When did you start working with us?
01.06.2013

What was your first position at Clearcode?
Python Developer.

What is your current position at Clearcode?
Tech Lead.

For some time you were acting as Project Manager in your team, but you quit it for the role of Tech Lead. Where did this decision come from?
When resigning, the previous Project Manager suggested two candidates for his position – myself and our previous Tech Lead. The former wasn’t interested in taking the position and I decided it was worth trying. I even managed to bring the situation in the team and our relations with the client under control. Still, the technical side was a draw for me. It was more attractive for me than the responsibilities of Project Manager. In the meantime, my son was born. I came to a conclusion that I want to focus only on the technical side of my work and have more energy when I come back home.

Against what challenges do you go up every day at work?
I help the team with making decisions.

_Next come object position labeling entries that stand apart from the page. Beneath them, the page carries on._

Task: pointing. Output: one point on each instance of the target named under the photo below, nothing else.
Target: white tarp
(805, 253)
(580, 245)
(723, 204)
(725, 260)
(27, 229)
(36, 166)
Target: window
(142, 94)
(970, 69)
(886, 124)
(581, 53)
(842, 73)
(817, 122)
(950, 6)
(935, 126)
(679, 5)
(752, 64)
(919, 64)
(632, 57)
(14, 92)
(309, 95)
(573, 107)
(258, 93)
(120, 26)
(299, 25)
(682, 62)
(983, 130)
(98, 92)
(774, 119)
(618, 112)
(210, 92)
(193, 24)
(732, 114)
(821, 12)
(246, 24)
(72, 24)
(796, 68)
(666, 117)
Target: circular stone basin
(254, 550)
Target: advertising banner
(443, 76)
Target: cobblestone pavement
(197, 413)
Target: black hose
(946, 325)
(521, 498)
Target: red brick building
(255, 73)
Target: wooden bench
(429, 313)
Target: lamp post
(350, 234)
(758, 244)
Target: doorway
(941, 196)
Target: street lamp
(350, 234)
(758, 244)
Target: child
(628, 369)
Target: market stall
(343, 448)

I believe that making a decision for somebody is not a good idea, but providing help with coming to some conclusions or reaching the final decision is the direction, which lest the team and its members grow. However, the biggest challenge in my job is starting work early and leaving the office in reasonable hours to come back home to kids. (laugh)

You are the co-author of one of the most unusual Pet Projects in the company – you are working on software and hardware which controls a model train. What, in your opinion, is the value behind Pet Projects and why do you decide to use it in this specific way?
Pet Projects are most of all a springboard for what I’m currently doing. It is nice to get out of your comfort zone and learn something new. I think it’s important to get a break and not even do a specific project, but to sit down and read some technical stuff. It can be also something connected with a project we are currently developing – sometimes there is not enough time during sprint to read documentation without interruptions. It could be time for reading documentation and finding some trivia.

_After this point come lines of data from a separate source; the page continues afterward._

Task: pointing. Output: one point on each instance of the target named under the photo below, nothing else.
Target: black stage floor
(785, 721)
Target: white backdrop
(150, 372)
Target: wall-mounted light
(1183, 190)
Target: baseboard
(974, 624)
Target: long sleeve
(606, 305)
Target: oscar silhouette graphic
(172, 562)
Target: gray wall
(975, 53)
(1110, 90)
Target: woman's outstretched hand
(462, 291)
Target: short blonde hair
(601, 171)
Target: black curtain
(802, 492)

The whole idea for the model train is that we want to reconstruct with our own fair hands the signal decoders going to model trains via tracks, and put particular trains in action or trigger other actions like switching on the lights, making a sound.

I have never really fully grasped electronics, and consider it still a bit of witchcraft, but it’s nice we’ve already encouraged a few people to take part in this project. And the initial integration also involves the project, so the train starts each time during deploy. Since the trains we have are analog, we also have plans to make them more digital. It requires from us some knowledge about communication standards, existing solutions and a bit of reverse engineering. Thanks to that, we will be able to put a couple of trains on tracks in different directions and with different speeds. There is also a plan to make a main railway running around the office, branching to each room. There could be, for example, a birthday train distributing candies. Like in the bar in Prague, where a model train distributes pints of beer around the pub.